Transformers and explainable sensor-fusion are the key technologies behind the Mapless Autonomy Platform

When designing the algorithms behind the Mapless Autonomy Platform, we combined recent breakthroughs in artificial intelligence - namely transformer neural network architectures -  with a geometrically-interpretable and explainable sensor-fusion approach. This combination is especially promising for applications within safety-critical environments, such as operating design domains where humans and autonomous vehicles are going to work alongside each other. Certification for these environments requires thorough quality, safety and security processes throughout the entire product lifecycle with respect to state-of-the-art norms and regulations.

Under the hood:

The driveblocks Mapless Autonomy Platform approaches the detection and classification problem with a set of transformer neural networks running in parallel. Each sensor data stream is evaluated with a feature generating backbone network and several detection heads, responsible for different tasks such as line or object detection. This multi-task approach allows for efficient implementations on embedded systems, as the parameter and operation heavy parts of the network are located mainly in the backbone of the network and are shared amongst the detection tasks.

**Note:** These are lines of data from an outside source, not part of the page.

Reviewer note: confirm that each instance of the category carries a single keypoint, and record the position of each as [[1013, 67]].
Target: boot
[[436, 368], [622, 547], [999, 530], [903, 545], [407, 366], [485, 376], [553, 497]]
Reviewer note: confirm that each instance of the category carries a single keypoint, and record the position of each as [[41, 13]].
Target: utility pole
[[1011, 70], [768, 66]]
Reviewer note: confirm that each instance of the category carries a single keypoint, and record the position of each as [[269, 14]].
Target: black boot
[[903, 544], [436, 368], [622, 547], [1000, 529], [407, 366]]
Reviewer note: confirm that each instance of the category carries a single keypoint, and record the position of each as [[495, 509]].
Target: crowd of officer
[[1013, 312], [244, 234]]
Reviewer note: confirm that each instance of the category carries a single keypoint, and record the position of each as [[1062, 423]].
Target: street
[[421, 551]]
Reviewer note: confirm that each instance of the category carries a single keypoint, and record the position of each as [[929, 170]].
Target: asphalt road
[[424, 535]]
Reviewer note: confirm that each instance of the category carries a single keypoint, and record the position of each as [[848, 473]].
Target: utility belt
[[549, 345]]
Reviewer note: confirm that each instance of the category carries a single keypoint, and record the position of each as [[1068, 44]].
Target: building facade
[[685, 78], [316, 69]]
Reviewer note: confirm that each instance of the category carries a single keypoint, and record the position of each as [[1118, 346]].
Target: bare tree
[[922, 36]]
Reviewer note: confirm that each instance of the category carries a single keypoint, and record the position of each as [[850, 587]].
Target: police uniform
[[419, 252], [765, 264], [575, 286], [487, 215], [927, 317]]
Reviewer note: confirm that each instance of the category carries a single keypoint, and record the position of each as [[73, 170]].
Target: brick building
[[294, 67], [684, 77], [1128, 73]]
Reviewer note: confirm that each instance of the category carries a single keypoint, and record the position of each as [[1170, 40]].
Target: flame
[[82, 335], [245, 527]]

One of the key architectural choices in the neural networks is to leverage attention-mechanisms within transformer architectures. These allow the network to learn global relations for each output object and achieve performance improvements by leveraging more context than previously used architectures. The same technology has been an enabler for the step increase in large language models, such as Chat-GPT or LLaMa. Our focus is to make these approaches automotive-grade. By configuring them to work on embedded ECUs and cooperating closely with the certification bodies such as the TÜV Süd, we ensure that our technology can meet the requirements for safe AI applications.

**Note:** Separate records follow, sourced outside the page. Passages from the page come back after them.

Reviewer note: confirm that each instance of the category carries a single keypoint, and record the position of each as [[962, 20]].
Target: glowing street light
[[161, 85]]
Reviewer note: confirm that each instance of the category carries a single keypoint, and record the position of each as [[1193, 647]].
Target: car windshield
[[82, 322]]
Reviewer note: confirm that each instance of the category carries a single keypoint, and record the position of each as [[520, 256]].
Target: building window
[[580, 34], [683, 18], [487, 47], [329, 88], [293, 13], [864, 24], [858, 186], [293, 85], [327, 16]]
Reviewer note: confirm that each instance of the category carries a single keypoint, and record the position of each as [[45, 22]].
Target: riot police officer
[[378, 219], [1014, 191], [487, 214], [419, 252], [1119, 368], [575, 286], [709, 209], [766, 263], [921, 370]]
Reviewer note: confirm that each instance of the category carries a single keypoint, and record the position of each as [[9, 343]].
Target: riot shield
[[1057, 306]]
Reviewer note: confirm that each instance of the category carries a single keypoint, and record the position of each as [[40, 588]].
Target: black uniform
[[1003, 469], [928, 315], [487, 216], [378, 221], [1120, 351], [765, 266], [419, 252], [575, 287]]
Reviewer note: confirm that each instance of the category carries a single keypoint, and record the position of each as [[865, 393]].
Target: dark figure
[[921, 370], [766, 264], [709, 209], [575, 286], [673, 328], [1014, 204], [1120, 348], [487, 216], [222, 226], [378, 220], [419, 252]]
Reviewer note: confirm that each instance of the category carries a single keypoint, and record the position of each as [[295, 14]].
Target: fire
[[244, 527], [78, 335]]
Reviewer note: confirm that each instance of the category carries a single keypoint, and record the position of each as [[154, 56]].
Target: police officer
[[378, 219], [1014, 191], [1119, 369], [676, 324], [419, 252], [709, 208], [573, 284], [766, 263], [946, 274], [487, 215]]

The detections of each individual sensor data stream are made available to the sensor-fusion algorithm. It leverages results from probabilistic theory to continuously update a full three-dimensional representation of the environment and the objects around the autonomous vehicle. One of the key advantages of this approach is that it completely removes the need to apply error-prone inverse perspective mapping techniques to transform detections from a camera image into a birds-eye-view or 3D representation. In addition, it is consistent-via-construction and therefore less prone to creation of ghost-objects through miscalibrated sensors or ambiguities through occlusions.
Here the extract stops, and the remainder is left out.